Poster 49: GTM-based Classification Models and Their Applicability Domain: Application to the Biopharmaceutics Drug Disposition Classification SystemHéléna A. Gaspar1, Gilles Marcou1, Philippe Vayer2, Alexandre Varnek1
|1Laboratoire de Chémoinformatique, UMR 7140 CNRS, Université de Strasbourg, 1 rue B. Pascal, 67000 Strasbourg, France|
2Technologie Servier, Orléans, France
|Generative Topographic Mapping (GTM) is the probabilistic counterpart of Kohonen maps. Each i- th object in N-dimensional initial space is projected into k-th node of 2D latent space with a probability (“responsibility”) Rik. Thus, the object’s positioning on the map is defined by the center of gravity of distribution of its responsibilities. Ensemble of responsibilities for the whole dataset forms a probability density function which can be used for structure-property modeling in the framework of Bayes theorem . |
This approach has been used to build a four classes’ classification model for Biopharmaceutics Drug Disposition Classification System (BDDCS), in which each class is defined by aqueous solubility and metabolic stability of the molecules. The modeling has been performed on the dataset of 893 molecules from reference  using VolSurf descriptors.
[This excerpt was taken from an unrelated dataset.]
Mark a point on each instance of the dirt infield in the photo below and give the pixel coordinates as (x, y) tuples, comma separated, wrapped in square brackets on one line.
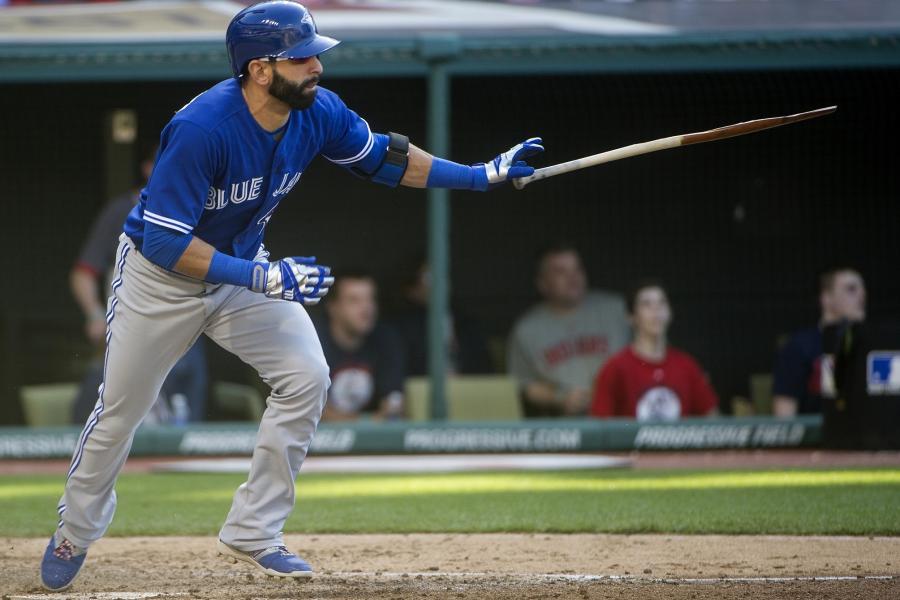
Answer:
[(487, 566)]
GTM provides with the interesting way of visualization of the distribution of classes in the latent space. Thus, the class Cp could be assigned to a given node if its cumulated responsibility Pk(Cp) in this node is larger to that of any other class: Pk(Cp) / Pk(Cq) > CPF where CPF (class prevalence factor) is a user-defined parameter. Increase in CPF leads to the increase in “empty space” (white zones) on the map, in which no class is predominant. It has been shown that for CPF >= 5, most of the incorrectly classified molecules are mapped into this empty space. All objects projected inside this area have high probability to be correctly predicted (Figure 1).
Thus, GTM can be used both as a learning technique, a mapping of the model properties, and a representation of the validity domain of the model where the nodes delineate the domain of the GTM-based classification model.
 N. Kireeva; I. I. Baskin; H. A. Gaspar; D. Horvath; G. Marcou; A. Varnek Mol. Inf. 31 (2012) 301-312
 L. Z. Benet; F. Broccatelli; T. I. Oprea APPS J. 13(4) (2011) 519-547
Figure 1. Probability density distribution for four BDDCS classes for CPF = 1 (left) and 5 (right). On the maps, incorrectly predicted molecules are shown as black dots, “uncertainty” regions are empty (white) and regions where one class is predominant are shown by colored squares.